Going back to the previous example, if the investor contributes $100,000 for convertible preferred shares, then we really don’t know what percentage interest they have truly paid for. This is because at a sale or IPO, if the sale is high enough, it will be most optimal for the investor to convert to common stock. However, if the sale amount is lower, it may be more optimal for the investor to keep the preferred shares and collect their liquidation preference.

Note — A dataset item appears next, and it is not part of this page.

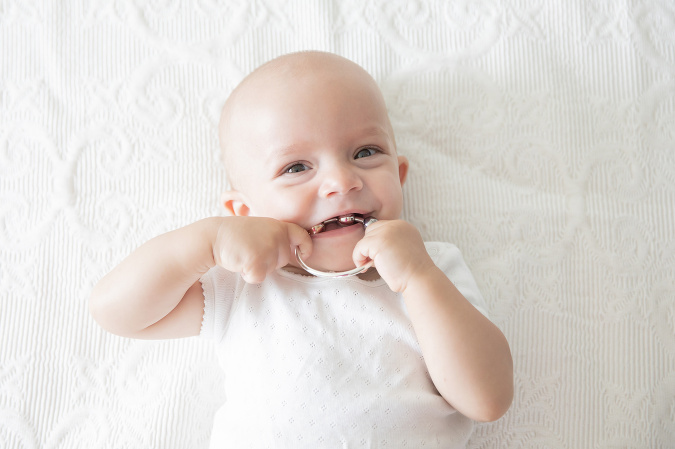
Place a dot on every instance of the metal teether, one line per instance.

Each of these scenarios ultimately results in a different ownership percentage at sale. Therefore, the investor’s percentage interest at the time they contributed the $100,000 is variable and contingent on the future value of the firm. This contingency on future value is the crux of the complexity typically found in 409A valuations and the backsolve method.
Implied equity value: Backsolve method
The backsolve method solves this contingency issue by modeling the company’s share classes as a chain of call options on the overall equity value. The company’s equity is broken down into a series of “breakpoints,” which is a future value where it becomes advantageous for an investor to convert their securities into common equity. Each breakpoint serves as an exercise price, or strike price, in an option pricing model.
By using option pricing methodology, the payoffs of each breakpoint at every future outcome of equity value, from zero to infinity, is effectively examined.
Figure 1: Option pricing methodology treats share classes as a chain of call options on the firm's equity value. The value needed for share class to convert to common equity = breakpoint
The payoffs at each breakpoint are then probability-weighted and discounted to present value at an applicable risk-free rate. The option value determined for each breakpoint is then allocated to each share class using a waterfall analysis, which examines ownership at the respective breakpoints.
Finally, once the aforementioned process is completely modeled, the overall equity value needed for the most recent financing round to equal its issue price is solved for. Hence, the value has been “backsolved.”
Is your startup using deferred compensation?
If your startup’s compensation plan includes any form of equity or deferred compensation, you need a qualified 409A valuation. The methodology can be complex, and it’s best to get your analysis from an experienced specialist who can provide a reasonable and defensible valuation that will stand up to IRS scrutiny.